FIG. 2 is a workflow diagram showing a method employed in the preferred embodiment of the present invention. The first step is to acquire a file to be examined 201. The file to be examined 201 can be located on, for example, a target computer system. The target computer system can include, for example, a database, disk array, and computer terminal connected to the database and disk array. The target computer system need not include outlying storage such as a remote database or disk array but may include, for example, only local or onboard storage. The files to be examined 201 may include digital representations such as alpha numeric text, moving visual imagery, still visual imagery and auditory representations. The format of the files to be examined 201 may be in data image, text, video or audio format.
 Next, a unique identifier is calculated 202. The method of calculating the unique identifier 202 may be performed by a sum calculator to produce a unique identifier that, in the preferred embodiment, is expressed in digits that correspond to the identified file. A particular preferred embodiment expresses the unique identifiers in 8-hex digits. The sum calculator may be any check sum calculator readily available to those of skill in the art. Preferably, the check sum calculator will produce a unique identifier that provides sufficient resolution to detect minute changes made in a file.
 Next, a particular prohibited file is identified 203. There may be instances where only one particular prohibited file is sought to be identified, but it may also be possible to identify multiple files. The preferred embodiment also provides that a repository of prohibited files may be retained for comparison purposes. The prohibited file may be, for example, an executable file offered only to users authorized under licensed terms to which the file to be examined is not bound.
 Next, the check sum calculator generates a unique assigned code that corresponds to the particular prohibited file 204. Thereafter, the unique code is compared to the unique identifier 205. The unique identifier is configured so as not to disclose the contents of the file to be examined. In addition, during the comparison process, the file to be examined is not viewable.

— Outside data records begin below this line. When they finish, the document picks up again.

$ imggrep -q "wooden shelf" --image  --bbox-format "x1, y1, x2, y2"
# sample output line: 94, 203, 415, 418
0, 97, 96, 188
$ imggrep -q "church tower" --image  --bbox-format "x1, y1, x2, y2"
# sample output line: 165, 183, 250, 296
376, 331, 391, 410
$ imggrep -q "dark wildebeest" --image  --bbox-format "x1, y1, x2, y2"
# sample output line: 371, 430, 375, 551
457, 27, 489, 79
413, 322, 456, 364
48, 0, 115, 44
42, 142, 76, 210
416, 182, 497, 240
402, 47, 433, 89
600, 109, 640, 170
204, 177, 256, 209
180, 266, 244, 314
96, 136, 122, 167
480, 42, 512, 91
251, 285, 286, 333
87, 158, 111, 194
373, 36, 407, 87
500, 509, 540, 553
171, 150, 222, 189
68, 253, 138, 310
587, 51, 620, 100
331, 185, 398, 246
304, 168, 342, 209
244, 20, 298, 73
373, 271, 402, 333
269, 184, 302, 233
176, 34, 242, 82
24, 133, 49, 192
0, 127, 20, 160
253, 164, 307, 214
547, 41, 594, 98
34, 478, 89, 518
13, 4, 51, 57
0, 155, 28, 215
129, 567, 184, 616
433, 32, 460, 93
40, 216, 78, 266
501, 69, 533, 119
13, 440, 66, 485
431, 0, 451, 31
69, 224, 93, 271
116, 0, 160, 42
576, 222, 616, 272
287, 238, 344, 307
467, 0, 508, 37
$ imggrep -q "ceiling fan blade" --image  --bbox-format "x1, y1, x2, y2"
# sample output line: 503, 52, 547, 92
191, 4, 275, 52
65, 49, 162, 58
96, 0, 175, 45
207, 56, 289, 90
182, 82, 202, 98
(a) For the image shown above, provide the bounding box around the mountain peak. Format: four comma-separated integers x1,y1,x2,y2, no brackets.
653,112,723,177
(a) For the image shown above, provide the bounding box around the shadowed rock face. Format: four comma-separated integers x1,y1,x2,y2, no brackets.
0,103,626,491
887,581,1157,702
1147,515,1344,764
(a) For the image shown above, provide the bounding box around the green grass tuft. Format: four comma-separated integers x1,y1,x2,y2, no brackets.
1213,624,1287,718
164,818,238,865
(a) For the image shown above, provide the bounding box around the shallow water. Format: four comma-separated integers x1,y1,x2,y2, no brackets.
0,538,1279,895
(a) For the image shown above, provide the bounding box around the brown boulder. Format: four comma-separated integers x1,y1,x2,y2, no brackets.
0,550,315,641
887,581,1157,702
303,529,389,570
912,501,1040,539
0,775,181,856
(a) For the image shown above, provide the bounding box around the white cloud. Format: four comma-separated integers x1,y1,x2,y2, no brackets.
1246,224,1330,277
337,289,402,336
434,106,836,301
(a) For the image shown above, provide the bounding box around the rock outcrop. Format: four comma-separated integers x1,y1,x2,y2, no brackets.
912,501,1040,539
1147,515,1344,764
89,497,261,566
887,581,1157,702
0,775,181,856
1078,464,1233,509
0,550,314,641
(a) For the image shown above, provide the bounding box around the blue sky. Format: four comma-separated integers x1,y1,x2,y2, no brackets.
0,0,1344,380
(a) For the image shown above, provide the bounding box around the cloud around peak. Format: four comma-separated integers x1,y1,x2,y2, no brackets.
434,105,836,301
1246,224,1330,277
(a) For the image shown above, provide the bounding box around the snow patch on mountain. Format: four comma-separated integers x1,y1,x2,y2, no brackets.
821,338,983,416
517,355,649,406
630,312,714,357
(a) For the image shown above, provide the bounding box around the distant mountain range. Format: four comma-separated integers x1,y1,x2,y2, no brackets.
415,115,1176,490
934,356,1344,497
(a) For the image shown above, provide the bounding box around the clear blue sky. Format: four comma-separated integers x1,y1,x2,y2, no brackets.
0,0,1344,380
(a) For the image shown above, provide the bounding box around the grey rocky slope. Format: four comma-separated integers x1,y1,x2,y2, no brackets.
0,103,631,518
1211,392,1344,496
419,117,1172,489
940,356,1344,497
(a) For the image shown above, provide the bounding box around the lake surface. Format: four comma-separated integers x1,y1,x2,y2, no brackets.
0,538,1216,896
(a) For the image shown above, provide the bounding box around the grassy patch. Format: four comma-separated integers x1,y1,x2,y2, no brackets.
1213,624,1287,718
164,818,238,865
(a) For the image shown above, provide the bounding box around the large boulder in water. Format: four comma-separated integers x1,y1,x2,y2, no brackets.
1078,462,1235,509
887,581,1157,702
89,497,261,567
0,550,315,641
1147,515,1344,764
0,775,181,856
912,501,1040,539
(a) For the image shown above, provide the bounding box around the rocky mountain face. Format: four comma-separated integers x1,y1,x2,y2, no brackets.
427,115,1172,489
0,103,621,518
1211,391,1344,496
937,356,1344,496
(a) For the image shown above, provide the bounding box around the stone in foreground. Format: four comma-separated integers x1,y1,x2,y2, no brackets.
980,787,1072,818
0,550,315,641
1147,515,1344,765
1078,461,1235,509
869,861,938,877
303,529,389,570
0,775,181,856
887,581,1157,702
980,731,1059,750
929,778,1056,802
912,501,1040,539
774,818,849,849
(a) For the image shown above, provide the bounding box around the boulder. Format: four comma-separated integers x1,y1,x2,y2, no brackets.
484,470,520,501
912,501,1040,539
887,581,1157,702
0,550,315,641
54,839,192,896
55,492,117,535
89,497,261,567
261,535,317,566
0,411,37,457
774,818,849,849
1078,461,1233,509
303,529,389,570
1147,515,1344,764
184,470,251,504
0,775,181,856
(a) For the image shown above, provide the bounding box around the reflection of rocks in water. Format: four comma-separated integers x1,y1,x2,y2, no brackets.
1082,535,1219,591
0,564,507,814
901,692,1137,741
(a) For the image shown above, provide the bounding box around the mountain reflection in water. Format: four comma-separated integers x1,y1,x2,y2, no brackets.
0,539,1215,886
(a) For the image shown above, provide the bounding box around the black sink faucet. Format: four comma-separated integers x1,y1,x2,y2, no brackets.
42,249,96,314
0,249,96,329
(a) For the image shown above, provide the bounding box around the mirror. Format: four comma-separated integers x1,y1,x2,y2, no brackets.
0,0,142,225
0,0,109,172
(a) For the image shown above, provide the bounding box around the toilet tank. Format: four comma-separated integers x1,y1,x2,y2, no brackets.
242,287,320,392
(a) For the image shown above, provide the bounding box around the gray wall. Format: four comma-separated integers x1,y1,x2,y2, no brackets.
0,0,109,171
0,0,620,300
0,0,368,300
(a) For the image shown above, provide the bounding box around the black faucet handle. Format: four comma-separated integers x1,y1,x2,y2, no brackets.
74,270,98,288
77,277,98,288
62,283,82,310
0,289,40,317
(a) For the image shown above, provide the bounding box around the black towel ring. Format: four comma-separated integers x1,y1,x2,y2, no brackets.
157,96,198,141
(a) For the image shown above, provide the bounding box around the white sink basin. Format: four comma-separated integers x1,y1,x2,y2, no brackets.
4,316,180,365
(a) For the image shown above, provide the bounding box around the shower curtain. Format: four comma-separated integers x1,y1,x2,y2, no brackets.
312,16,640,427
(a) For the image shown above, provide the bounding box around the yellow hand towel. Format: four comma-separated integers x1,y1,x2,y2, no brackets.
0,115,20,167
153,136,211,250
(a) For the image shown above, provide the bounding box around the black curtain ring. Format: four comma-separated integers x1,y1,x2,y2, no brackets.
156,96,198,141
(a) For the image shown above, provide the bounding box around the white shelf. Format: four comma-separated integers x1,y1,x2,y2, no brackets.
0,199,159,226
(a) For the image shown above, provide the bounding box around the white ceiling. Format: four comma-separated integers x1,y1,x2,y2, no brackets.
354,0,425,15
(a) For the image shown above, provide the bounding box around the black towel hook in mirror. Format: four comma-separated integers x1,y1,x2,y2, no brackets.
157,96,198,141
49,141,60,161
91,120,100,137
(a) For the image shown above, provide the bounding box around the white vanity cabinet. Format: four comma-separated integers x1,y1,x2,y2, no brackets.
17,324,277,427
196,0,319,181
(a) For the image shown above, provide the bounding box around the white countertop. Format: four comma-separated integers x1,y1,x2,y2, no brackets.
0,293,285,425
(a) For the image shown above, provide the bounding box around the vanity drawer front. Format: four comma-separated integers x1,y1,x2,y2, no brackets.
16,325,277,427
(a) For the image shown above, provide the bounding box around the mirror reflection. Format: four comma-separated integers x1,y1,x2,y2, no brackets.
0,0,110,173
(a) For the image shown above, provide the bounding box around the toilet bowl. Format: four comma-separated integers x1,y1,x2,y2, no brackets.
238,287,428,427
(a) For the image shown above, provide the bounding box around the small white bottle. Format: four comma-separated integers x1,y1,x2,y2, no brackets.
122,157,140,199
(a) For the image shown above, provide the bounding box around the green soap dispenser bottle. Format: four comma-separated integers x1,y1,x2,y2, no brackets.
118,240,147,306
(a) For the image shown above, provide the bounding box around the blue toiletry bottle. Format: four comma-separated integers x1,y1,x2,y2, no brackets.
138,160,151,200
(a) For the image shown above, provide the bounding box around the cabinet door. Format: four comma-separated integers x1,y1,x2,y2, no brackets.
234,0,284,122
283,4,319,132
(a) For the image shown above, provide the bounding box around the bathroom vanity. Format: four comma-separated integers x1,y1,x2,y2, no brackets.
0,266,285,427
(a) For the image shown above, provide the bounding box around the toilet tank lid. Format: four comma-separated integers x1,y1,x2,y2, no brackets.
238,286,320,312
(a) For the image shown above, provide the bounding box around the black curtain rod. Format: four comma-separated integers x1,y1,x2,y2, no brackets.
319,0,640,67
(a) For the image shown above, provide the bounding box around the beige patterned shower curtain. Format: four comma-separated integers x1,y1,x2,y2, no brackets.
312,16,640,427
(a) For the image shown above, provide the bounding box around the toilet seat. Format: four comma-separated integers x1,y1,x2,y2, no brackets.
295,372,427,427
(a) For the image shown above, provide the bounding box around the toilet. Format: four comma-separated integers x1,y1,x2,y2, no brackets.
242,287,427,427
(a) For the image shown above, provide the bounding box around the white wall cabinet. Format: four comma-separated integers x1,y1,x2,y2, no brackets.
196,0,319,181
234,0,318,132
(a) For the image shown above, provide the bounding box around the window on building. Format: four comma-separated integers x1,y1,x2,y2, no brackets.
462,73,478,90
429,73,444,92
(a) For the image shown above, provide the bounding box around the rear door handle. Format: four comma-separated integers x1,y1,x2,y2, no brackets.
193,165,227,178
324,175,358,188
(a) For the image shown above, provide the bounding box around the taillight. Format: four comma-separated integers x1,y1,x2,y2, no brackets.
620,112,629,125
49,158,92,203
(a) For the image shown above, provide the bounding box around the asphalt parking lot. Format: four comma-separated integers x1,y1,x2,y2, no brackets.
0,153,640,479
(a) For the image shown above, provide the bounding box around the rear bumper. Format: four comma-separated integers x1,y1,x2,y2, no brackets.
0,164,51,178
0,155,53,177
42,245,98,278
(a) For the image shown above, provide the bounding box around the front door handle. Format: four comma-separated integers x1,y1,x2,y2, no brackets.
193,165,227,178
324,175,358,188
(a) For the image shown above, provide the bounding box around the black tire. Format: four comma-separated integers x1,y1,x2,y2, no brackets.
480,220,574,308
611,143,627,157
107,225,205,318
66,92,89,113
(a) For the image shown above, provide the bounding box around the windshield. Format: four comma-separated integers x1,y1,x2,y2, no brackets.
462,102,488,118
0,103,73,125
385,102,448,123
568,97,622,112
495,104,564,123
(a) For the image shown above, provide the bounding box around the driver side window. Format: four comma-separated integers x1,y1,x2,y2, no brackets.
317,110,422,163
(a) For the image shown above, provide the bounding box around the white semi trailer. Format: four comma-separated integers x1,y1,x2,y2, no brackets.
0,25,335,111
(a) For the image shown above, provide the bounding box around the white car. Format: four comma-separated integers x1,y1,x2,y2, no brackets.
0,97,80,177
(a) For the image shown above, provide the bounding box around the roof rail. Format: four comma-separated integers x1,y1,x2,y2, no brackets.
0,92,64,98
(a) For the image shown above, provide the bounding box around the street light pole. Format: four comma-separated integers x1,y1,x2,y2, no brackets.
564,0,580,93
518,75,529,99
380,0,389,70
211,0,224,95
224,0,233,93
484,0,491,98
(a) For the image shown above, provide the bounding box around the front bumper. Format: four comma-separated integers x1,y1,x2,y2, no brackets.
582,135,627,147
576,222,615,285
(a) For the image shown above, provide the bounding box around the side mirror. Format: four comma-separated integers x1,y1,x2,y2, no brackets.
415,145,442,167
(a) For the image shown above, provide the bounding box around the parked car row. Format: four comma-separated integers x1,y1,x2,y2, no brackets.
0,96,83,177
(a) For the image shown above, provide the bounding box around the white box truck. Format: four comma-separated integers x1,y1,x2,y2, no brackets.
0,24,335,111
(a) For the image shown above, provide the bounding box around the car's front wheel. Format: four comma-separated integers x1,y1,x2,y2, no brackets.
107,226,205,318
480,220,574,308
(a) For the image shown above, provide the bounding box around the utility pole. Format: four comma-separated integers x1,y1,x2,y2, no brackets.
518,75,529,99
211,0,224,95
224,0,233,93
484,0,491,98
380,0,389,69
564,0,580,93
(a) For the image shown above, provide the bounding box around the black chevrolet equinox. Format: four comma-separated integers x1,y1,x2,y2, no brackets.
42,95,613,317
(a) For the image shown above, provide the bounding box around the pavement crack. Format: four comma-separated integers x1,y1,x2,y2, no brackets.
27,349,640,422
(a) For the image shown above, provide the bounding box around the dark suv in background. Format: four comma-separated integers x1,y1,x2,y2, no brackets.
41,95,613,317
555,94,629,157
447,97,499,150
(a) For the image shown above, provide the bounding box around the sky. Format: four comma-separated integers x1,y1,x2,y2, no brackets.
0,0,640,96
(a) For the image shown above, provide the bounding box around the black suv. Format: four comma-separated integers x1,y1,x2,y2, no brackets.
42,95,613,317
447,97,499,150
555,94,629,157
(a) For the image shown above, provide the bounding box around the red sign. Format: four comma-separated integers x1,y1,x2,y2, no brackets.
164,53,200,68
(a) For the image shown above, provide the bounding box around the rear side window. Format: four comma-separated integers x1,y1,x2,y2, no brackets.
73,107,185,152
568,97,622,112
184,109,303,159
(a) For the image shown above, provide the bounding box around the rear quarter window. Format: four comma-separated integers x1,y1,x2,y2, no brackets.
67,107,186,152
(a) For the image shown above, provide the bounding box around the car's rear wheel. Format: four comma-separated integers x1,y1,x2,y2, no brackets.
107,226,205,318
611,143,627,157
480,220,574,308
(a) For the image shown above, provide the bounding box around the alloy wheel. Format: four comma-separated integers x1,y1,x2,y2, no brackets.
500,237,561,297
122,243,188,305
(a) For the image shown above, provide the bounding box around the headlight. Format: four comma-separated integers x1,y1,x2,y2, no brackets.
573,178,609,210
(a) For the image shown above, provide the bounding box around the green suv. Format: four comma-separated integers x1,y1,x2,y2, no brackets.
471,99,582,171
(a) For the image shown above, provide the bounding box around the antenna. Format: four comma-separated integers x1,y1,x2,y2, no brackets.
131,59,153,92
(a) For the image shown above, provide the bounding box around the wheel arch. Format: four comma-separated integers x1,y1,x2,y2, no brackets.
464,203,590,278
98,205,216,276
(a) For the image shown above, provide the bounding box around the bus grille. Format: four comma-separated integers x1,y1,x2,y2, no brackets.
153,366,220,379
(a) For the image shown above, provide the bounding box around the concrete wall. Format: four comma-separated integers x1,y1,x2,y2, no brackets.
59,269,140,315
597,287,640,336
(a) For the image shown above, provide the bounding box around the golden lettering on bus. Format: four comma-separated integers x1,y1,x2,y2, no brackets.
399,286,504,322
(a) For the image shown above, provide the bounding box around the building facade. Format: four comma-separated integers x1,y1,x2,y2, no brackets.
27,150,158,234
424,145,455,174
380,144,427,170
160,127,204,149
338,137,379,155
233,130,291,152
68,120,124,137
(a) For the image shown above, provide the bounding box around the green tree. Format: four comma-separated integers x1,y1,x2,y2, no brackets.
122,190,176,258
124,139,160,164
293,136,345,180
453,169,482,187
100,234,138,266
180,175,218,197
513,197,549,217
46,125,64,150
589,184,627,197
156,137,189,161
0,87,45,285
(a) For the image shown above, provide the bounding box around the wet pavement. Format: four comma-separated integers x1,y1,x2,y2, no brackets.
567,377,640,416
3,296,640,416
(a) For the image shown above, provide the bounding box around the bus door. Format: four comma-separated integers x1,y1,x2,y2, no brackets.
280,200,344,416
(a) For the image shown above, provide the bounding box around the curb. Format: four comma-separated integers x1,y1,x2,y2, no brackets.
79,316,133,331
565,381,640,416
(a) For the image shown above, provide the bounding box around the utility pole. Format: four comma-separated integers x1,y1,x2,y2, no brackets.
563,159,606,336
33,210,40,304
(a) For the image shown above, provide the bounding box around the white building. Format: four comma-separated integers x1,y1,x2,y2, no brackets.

 Once the unique identifier has been compared to the unique code 205, those with skill in the art will recognize that a signal can be generated to indicate the presence of a particular file on the target computer system. Alternatively, a signal could be generated upon the occurrence of a match between the unique identifier and the unique code. Once a match occurs, an additional step may be included in which the location of the particular file on the target computer system is recorded and vocation is indicated to the user. Thereafter, an additional step may be incorporated in which the particular prohibited file is removed from the system.